How to check whether Schrödinger's cat was in superposition of states? Suppose we can make an arbitrarily precise preparation of a Schrödinger's cat (and isolate it arbitrarily well so that decoherence is not a problem). If we prepare lots of cats in this state, what measurement can tell us whether these cats were in a superposition of dead/alive states or just in a mixture of them? Of course, I mean experiment not on the poison-triggering decaying particle, but on the cat itself.
I guess we need some sort of double-slit or other experiment which would let us see interference between dead/alive states, but I can't seem to come up with an experiment suitable for such a large "particle" as a cat.
To clarify: let's model our "cat" as an object with two possible states, like a supercooled fluid and a crystal. So the supercooled fluid would correspond to the cat which is alive, and crystal would be a dead cat. I.e. in this model the decaying particle would create a nucleation site.

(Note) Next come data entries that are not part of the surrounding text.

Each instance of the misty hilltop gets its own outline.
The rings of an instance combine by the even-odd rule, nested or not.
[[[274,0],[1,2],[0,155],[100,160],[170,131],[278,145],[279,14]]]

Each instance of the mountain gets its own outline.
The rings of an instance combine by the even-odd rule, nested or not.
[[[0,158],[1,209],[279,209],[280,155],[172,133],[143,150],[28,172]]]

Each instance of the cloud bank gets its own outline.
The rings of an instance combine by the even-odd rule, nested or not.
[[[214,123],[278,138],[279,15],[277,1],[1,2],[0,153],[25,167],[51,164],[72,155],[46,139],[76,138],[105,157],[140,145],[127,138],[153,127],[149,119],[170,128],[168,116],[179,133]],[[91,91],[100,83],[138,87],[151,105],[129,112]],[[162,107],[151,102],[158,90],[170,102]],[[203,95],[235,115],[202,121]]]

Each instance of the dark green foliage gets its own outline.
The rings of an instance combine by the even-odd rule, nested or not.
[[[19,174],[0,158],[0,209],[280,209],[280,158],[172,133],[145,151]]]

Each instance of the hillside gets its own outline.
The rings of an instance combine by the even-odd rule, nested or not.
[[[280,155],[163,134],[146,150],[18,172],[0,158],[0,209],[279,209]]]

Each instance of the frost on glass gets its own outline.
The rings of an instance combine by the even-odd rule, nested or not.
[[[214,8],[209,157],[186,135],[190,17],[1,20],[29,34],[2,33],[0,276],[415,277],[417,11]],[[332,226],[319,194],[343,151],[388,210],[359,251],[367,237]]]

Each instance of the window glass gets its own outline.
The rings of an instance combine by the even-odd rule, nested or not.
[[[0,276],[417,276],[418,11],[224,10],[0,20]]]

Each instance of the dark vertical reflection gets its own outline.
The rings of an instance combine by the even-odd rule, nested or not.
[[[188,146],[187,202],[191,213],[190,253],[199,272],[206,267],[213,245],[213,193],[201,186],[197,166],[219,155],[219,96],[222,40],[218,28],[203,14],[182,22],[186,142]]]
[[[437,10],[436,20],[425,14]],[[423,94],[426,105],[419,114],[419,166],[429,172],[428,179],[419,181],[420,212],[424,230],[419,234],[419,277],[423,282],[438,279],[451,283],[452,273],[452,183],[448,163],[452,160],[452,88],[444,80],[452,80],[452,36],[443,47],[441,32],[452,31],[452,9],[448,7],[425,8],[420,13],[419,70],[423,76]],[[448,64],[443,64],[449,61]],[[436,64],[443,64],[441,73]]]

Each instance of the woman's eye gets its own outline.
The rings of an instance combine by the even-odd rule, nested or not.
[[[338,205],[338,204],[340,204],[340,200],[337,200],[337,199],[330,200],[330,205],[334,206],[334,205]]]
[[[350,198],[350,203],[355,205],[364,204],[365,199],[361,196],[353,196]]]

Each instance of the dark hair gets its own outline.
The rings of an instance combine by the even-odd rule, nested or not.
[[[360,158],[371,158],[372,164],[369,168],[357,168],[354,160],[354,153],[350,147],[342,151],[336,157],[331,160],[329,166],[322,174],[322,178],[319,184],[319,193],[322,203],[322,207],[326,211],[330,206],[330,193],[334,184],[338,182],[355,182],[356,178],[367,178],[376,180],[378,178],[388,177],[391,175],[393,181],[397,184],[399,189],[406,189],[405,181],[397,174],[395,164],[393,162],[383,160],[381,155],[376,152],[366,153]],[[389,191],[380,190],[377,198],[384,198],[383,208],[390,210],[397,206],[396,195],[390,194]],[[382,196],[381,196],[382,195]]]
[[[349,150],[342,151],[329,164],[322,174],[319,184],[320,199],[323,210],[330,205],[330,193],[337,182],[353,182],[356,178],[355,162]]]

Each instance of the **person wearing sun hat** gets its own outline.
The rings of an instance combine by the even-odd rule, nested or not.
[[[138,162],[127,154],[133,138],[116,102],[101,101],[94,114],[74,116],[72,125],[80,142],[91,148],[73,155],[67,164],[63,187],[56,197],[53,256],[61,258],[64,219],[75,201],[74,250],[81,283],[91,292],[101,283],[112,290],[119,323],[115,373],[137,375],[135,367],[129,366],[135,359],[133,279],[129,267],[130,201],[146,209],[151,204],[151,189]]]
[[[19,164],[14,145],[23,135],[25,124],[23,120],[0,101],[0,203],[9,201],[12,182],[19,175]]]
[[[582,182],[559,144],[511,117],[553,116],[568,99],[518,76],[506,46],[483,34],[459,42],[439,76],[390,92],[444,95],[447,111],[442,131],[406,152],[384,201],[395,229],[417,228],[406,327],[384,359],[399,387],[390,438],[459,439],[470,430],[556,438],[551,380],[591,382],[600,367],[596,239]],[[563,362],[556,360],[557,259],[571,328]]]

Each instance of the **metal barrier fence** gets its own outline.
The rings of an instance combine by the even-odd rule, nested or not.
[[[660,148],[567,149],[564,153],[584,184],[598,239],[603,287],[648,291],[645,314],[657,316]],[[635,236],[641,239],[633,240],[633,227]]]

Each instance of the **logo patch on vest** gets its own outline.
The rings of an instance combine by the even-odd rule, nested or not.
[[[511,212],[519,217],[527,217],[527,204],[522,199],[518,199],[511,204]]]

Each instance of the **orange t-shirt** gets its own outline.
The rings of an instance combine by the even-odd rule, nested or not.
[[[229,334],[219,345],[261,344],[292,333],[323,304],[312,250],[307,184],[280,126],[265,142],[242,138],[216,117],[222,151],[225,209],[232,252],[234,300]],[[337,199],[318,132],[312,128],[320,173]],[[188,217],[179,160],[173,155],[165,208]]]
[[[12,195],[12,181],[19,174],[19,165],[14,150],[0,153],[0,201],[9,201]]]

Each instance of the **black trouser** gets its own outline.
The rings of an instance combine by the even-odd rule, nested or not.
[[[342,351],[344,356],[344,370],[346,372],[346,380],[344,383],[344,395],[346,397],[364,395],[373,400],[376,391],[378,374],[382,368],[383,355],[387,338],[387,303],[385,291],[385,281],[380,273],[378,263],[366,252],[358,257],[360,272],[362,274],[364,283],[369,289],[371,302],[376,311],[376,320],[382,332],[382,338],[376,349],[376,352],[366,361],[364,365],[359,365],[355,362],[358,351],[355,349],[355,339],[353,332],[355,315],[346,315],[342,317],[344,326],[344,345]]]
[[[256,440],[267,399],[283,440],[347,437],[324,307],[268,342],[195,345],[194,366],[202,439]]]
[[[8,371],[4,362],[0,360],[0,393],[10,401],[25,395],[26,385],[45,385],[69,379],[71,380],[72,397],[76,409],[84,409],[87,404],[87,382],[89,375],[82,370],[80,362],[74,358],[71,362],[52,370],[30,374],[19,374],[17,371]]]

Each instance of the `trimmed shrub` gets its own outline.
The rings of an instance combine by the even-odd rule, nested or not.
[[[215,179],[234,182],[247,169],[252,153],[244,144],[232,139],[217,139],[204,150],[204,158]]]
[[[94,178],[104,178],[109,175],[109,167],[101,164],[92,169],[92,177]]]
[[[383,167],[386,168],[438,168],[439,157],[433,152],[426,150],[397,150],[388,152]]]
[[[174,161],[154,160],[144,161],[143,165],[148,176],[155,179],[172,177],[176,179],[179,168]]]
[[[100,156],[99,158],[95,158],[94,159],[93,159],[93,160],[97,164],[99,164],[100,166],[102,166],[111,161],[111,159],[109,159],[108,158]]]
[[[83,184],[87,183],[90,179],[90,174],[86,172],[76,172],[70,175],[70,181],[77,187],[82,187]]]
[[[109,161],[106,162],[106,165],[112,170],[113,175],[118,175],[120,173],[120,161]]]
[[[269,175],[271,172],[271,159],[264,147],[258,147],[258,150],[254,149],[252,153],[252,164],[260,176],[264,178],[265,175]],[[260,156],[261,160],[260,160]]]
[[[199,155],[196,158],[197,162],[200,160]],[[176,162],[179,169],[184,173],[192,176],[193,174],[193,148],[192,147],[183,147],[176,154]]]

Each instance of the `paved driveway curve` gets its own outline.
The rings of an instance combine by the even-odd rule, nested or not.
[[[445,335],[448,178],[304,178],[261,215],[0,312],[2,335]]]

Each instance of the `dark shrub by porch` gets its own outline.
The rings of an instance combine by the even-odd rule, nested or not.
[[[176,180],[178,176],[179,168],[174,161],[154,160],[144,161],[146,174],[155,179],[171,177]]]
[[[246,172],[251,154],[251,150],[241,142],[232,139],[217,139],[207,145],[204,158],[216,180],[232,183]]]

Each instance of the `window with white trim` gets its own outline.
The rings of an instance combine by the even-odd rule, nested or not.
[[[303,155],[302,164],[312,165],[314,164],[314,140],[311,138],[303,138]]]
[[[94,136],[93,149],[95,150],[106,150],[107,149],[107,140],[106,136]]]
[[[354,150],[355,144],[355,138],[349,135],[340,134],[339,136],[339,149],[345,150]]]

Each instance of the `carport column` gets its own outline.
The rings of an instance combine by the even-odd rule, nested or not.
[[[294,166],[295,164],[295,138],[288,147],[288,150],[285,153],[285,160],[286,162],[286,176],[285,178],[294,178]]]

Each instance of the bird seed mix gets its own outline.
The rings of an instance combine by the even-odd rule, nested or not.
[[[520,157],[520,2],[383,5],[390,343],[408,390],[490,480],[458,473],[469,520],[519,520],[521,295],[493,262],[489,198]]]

The question then is how to experimentally distinguish the state $\alpha\left|\mathrm{liquid}\right\rangle+\beta\left|\mathrm{crystal}\right\rangle$ from the state $\alpha\left|\mathrm{liquid}\right\rangle\left\langle\mathrm{liquid}\right|+\beta\left|\mathrm{crystal}\right\rangle\left\langle\mathrm{crystal}\right|,$ given that we can prepare arbitrary number of copies of the system in that state.
 A: The problem is that

suppose we can make an arbitrarily precise preparation of a Schrödinger's cat

is not quite what you need to do. You need to extend your capabilities so that you can make an arbitrarily precise implementation of the unitary which takes $\newcommand{\k}[1]{\left|\,\mathrm{#1}\right\rangle}\k{alive}$ to $U\k{alive}=\tfrac1{\sqrt{2}}(\k{alive}+\k{dead})$. If you want to be able to detect this, you need to stay reasonably confined to a small dimensionality, which then implies by orthogonality that 
$$U\k{dead}=-\tfrac1{\sqrt{2}}(\k{alive}-\k{dead})$$
The idea is then to run your cat twice through the black box, which will invariably give
$$U^2\k{alive}=\k{dead}.$$
This is impossible to achieve with purely incoherent population driving: if your box kills live cats 50% of the time and revives dead cats 50% of the time, then a 50-50 dead/alive mixture can only result in a 50-50 dead/alive mixture. In essence, you're running Rabi oscillations instead of incoherent decay and driving.
This method is going to be pretty hard to implement with an actual cat, insofar as our current technology prevents us from raising the dead. With a more reversible transition, like your liquid-crystal one, there's more hope - you just need to be careful and coherent in your control of both directions of the transition.